Abramovich is believed to own properties in the UK worth hundreds of millions of pounds, including a Kensington Palace Gardens mansion in central London.
For properties that can be definitively traced to his ownership, not only will he not be able to sell or rent them, but he cannot employ any staff, whether a cleaner or gardener, or even have an electricity supply.
It is undoubtedly the case that whatever the prior investigations into Abramovich’s connections, Russia’s invasion of Ukraine gave UK officials additional impetus in trying to get something done.
It is also true that the source of Abramovich’s enormous wealth, amassed by taking control of various Russian oil assets in the 1990s, was questioned by some from the moment he arrived at Chelsea as a beaming if slightly reticent 36-year-old, one who would transform the club by pumping in an estimated £1.5bn of his own money.

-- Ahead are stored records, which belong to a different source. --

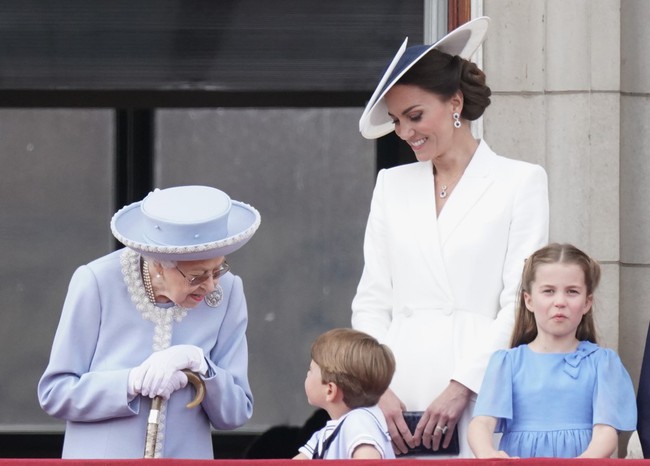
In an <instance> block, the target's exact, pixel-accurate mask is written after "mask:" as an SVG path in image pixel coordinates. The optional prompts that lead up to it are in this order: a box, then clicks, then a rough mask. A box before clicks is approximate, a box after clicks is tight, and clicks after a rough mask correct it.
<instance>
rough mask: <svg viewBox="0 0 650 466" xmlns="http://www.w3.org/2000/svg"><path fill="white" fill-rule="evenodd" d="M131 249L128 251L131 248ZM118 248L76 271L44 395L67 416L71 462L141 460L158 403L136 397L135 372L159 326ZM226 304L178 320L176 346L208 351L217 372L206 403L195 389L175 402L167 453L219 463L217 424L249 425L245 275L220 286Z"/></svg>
mask: <svg viewBox="0 0 650 466" xmlns="http://www.w3.org/2000/svg"><path fill="white" fill-rule="evenodd" d="M122 251H123V250H122ZM122 251H116V252H114V253H111V254H109V255H107V256H104V257H102V258H99V259H97V260H95V261H93V262H91V263H90V264H88V265H84V266H81V267H79V268H78V269H77V270H76V272H75V273H74V275H73V277H72V280H71V282H70V286H69V289H68V294H67V297H66V300H65V304H64V306H63V311H62V314H61V320H60V322H59V326H58V329H57V332H56V336H55V338H54V344H53V346H52V353H51V355H50V362H49V364H48V366H47V369H46V370H45V373H44V374H43V376H42V378H41V380H40V382H39V385H38V398H39V402H40V404H41V406H42V407H43V409H44V410H45V411H46V412H47V413H48V414H50V415H51V416H54V417H57V418H60V419H65V420H66V421H67V423H66V432H65V442H64V447H63V458H141V457H142V456H143V452H144V443H145V434H146V427H147V418H148V413H149V408H150V401H151V400H150V399H149V398H145V397H140V396H138V397H136V398H135V399H133V400H132V401H131V402H129V401H128V395H127V378H128V374H129V370H130V369H131V368H133V367H135V366H138V365H139V364H140V363H141V362H142V361H143V360H145V359H146V358H147V357H148V356H149V355H150V354H151V353H152V344H153V339H154V324H153V323H152V322H151V321H149V320H145V319H144V318H143V317H142V314H141V312H140V311H139V310H138V309H137V308H136V306H135V304H134V303H133V301H132V300H131V296H130V294H129V291H128V289H127V286H126V284H125V282H124V276H123V273H122V270H121V265H120V254H122ZM219 283H220V285H221V287H222V288H223V291H224V299H223V301H222V303H221V304H220V305H219V306H218V307H216V308H211V307H208V306H207V305H206V304H205V303H203V302H202V303H201V304H199V305H198V306H197V307H196V308H194V309H191V310H188V312H187V315H185V316H184V317H183V318H182V320H181V321H180V322H177V321H173V322H172V323H171V326H172V336H171V345H178V344H192V345H196V346H199V347H200V348H202V349H203V352H204V354H205V356H206V359H207V360H208V361H209V366H210V370H209V373H208V376H207V378H205V385H206V396H205V399H204V401H203V402H202V404H201V406H200V407H197V408H194V409H187V408H186V407H185V404H186V403H188V402H189V401H190V400H191V399H192V398H193V396H194V389H193V388H192V386H191V385H188V386H187V387H185V388H184V389H181V390H179V391H177V392H175V393H173V394H172V396H171V398H170V400H169V402H168V403H167V412H166V419H165V425H166V431H165V439H164V451H163V456H164V457H174V458H208V459H212V458H213V457H214V456H213V451H212V439H211V428H210V425H211V424H212V426H214V427H215V428H216V429H234V428H237V427H239V426H241V425H243V424H244V423H245V422H246V421H248V420H249V419H250V417H251V415H252V412H253V397H252V394H251V390H250V386H249V382H248V346H247V341H246V334H245V332H246V326H247V322H248V317H247V309H246V300H245V297H244V291H243V286H242V282H241V279H240V278H239V277H237V276H235V275H233V274H231V273H227V274H226V275H224V276H223V277H221V279H220V281H219Z"/></svg>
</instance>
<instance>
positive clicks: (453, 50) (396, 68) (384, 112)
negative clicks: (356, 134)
mask: <svg viewBox="0 0 650 466" xmlns="http://www.w3.org/2000/svg"><path fill="white" fill-rule="evenodd" d="M489 23H490V18H488V17H487V16H481V17H480V18H476V19H473V20H472V21H469V22H467V23H465V24H463V25H462V26H459V27H458V28H457V29H454V30H453V31H451V32H450V33H449V34H447V35H446V36H445V37H443V38H442V39H440V40H439V41H438V42H436V43H435V44H433V45H414V46H411V47H408V48H406V45H407V44H408V37H407V38H406V39H404V42H403V43H402V46H401V47H400V48H399V50H398V51H397V54H395V57H394V58H393V60H392V61H391V63H390V64H389V65H388V68H386V71H385V72H384V75H383V76H382V78H381V79H380V80H379V84H378V85H377V88H376V89H375V92H374V93H373V95H372V97H370V100H369V101H368V105H366V108H365V110H364V111H363V114H362V115H361V118H360V119H359V131H360V132H361V135H362V136H363V137H364V138H366V139H377V138H379V137H381V136H385V135H386V134H388V133H390V132H391V131H393V130H394V129H395V125H394V124H393V121H392V119H391V118H390V116H389V115H388V108H387V107H386V102H385V101H384V96H385V95H386V93H387V92H388V91H389V90H390V89H391V88H392V87H393V86H394V85H395V83H397V81H399V79H400V78H401V77H402V76H403V75H404V73H406V72H407V71H408V70H409V69H410V68H411V67H412V66H413V65H414V64H416V63H417V62H418V60H420V59H421V58H422V57H424V56H425V55H426V54H427V53H429V52H430V51H431V50H433V49H436V50H440V51H441V52H444V53H446V54H449V55H452V56H455V55H458V56H460V57H461V58H465V59H469V58H470V57H471V56H472V55H474V52H476V50H477V49H478V48H479V46H480V45H481V44H482V43H483V41H484V40H485V36H486V34H487V29H488V25H489Z"/></svg>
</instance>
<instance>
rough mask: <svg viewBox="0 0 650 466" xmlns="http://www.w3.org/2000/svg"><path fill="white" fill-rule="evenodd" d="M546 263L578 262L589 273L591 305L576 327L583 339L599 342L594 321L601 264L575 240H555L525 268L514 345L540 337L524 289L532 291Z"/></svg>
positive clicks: (587, 295) (588, 276)
mask: <svg viewBox="0 0 650 466" xmlns="http://www.w3.org/2000/svg"><path fill="white" fill-rule="evenodd" d="M542 264H575V265H577V266H579V267H580V268H581V269H582V271H583V272H584V275H585V285H586V286H587V296H592V304H591V309H589V312H587V313H586V314H585V315H584V316H582V320H581V321H580V324H579V325H578V328H577V329H576V338H577V339H578V340H580V341H583V340H587V341H591V342H592V343H596V325H595V324H594V303H593V294H594V292H595V291H596V288H597V287H598V283H599V282H600V265H599V264H598V262H596V261H595V260H594V259H592V258H591V257H589V256H588V255H587V254H585V253H584V252H582V251H581V250H580V249H578V248H576V247H575V246H573V245H572V244H558V243H552V244H549V245H548V246H545V247H543V248H542V249H539V250H538V251H536V252H535V253H533V255H532V256H530V257H529V258H528V259H526V263H525V264H524V270H523V272H522V274H521V284H520V285H519V293H518V294H517V296H518V299H517V302H516V303H515V305H516V308H515V313H516V314H515V328H514V330H513V332H512V339H511V340H510V347H511V348H514V347H516V346H519V345H523V344H528V343H530V342H532V341H533V340H534V339H535V338H536V337H537V323H536V322H535V315H534V314H533V313H532V312H530V311H528V309H526V302H525V298H524V293H528V294H530V293H531V287H532V283H533V282H534V281H535V274H536V273H537V268H538V266H540V265H542Z"/></svg>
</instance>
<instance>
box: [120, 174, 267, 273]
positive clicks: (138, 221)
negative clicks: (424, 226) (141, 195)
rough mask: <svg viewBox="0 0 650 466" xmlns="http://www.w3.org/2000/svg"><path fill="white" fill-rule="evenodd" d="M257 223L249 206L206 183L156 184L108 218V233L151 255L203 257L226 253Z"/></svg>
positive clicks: (251, 228) (187, 259) (172, 257)
mask: <svg viewBox="0 0 650 466" xmlns="http://www.w3.org/2000/svg"><path fill="white" fill-rule="evenodd" d="M259 225H260V214H259V212H258V211H257V210H256V209H255V208H254V207H252V206H250V205H248V204H244V203H243V202H239V201H234V200H231V199H230V197H229V196H228V195H227V194H226V193H224V192H223V191H220V190H218V189H216V188H212V187H209V186H177V187H173V188H167V189H156V190H154V191H152V192H151V193H149V194H148V195H147V197H145V198H144V199H143V200H142V201H139V202H134V203H133V204H130V205H128V206H126V207H123V208H122V209H120V210H119V211H117V212H116V213H115V215H113V218H112V219H111V231H112V232H113V235H114V236H115V237H116V238H117V239H118V241H120V242H121V243H122V244H124V245H125V246H127V247H129V248H131V249H133V250H135V251H137V252H139V253H140V254H143V255H145V256H147V257H151V258H152V259H155V260H169V261H189V260H205V259H213V258H215V257H220V256H225V255H228V254H230V253H232V252H234V251H236V250H237V249H239V248H241V247H242V246H243V245H244V244H246V243H247V242H248V240H250V239H251V238H252V236H253V234H254V233H255V231H256V230H257V228H258V227H259Z"/></svg>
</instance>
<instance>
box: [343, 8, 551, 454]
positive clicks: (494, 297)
mask: <svg viewBox="0 0 650 466" xmlns="http://www.w3.org/2000/svg"><path fill="white" fill-rule="evenodd" d="M488 23H489V19H488V18H485V17H483V18H478V19H476V20H474V21H471V22H470V23H467V24H465V25H463V26H461V27H460V28H458V29H456V30H454V31H452V32H451V33H450V34H448V35H447V36H445V37H444V38H443V39H441V40H440V41H438V42H437V43H436V44H434V45H431V46H413V47H409V48H406V41H405V42H404V44H403V45H402V48H401V49H400V50H399V52H398V53H397V56H396V57H395V58H394V59H393V61H392V63H391V64H390V65H389V67H388V69H387V70H386V72H385V73H384V76H383V78H382V80H381V81H380V83H379V85H378V86H377V90H376V91H375V93H374V95H373V96H372V98H371V100H370V102H369V103H368V106H367V107H366V109H365V111H364V113H363V115H362V117H361V120H360V122H359V126H360V130H361V133H362V134H363V135H364V136H365V137H367V138H377V137H380V136H383V135H385V134H387V133H389V132H390V131H392V130H394V131H395V132H396V134H397V135H398V136H399V137H400V138H401V139H403V140H404V141H406V142H407V143H408V144H409V145H410V146H411V148H412V149H413V151H414V152H415V156H416V158H417V160H418V161H417V162H415V163H413V164H408V165H403V166H399V167H395V168H392V169H388V170H382V171H380V172H379V175H378V177H377V182H376V186H375V190H374V193H373V198H372V203H371V207H370V215H369V219H368V225H367V228H366V235H365V243H364V258H365V266H364V270H363V274H362V277H361V280H360V282H359V286H358V290H357V294H356V296H355V298H354V300H353V303H352V326H353V327H354V328H356V329H359V330H362V331H365V332H367V333H369V334H370V335H373V336H374V337H375V338H377V339H378V340H379V341H381V342H383V343H386V344H388V346H389V347H390V348H391V349H392V350H393V352H394V354H395V358H396V361H397V368H396V372H395V376H394V379H393V382H392V384H391V387H390V389H389V390H388V391H387V392H386V393H385V394H384V396H383V397H382V399H381V401H380V407H381V408H382V410H383V412H384V414H385V416H386V418H387V423H388V427H389V432H390V434H391V438H392V441H393V446H394V448H395V451H396V453H398V454H400V453H406V452H407V451H408V449H409V448H413V447H416V446H423V447H424V448H425V449H431V450H432V451H436V450H438V449H439V448H440V447H447V446H448V444H449V442H450V441H451V440H452V434H453V433H454V431H455V430H456V429H457V430H458V434H459V440H460V442H459V443H460V451H459V456H460V457H471V456H472V453H471V450H470V449H469V446H468V444H467V424H468V422H469V419H470V417H471V411H472V409H473V405H474V400H475V397H476V393H477V392H478V390H479V388H480V385H481V381H482V378H483V373H484V370H485V368H486V366H487V362H488V359H489V356H490V355H491V354H492V352H493V351H494V350H496V349H497V348H505V347H507V344H508V341H509V338H510V334H511V331H512V327H513V323H514V299H515V294H516V291H517V288H518V285H519V278H520V276H521V270H522V267H523V264H524V260H525V258H526V257H527V256H528V255H530V254H531V253H532V252H533V251H535V250H536V249H538V248H539V247H541V246H543V245H545V244H546V243H547V241H548V188H547V178H546V173H545V171H544V169H543V168H542V167H540V166H538V165H533V164H530V163H526V162H522V161H516V160H512V159H507V158H504V157H501V156H499V155H497V154H495V153H494V152H493V151H492V150H491V149H490V148H489V147H488V145H487V144H486V143H485V142H484V141H477V140H476V139H474V137H473V136H472V133H471V130H470V124H469V121H471V120H475V119H477V118H479V117H480V116H481V115H482V114H483V111H484V109H485V108H486V107H487V106H488V105H489V103H490V99H489V96H490V89H489V88H488V87H487V86H486V85H485V75H484V74H483V72H482V71H481V70H480V69H478V67H476V65H475V64H473V63H472V62H470V61H468V60H467V58H468V57H470V56H471V55H472V54H473V53H474V51H475V50H476V49H477V47H478V46H479V45H480V44H481V42H482V41H483V39H484V37H485V34H486V31H487V26H488ZM404 411H422V412H423V414H422V417H421V419H420V421H419V422H418V423H417V427H416V428H415V429H414V432H410V431H409V429H408V427H407V425H406V423H405V420H404V417H403V412H404ZM442 457H444V456H443V455H435V456H431V458H442Z"/></svg>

His once ubiquitous presence at Chelsea games, glad-handing the players as they lifted trophies, dried up after he experienced difficulties renewing his UK visa in 2018, although he was able to visit subsequently using his Israeli passport.
If Abramovich were to try to see one last match at Stamford Bridge, the private plane on which he arrived would face being impounded. If he wants to see a future for the club he loves, his only apparent option is to sell it and forfeit any of the resultant money. It may have taken time, but barring unexpected legal challenges, it seems as if officials have made their watertight case.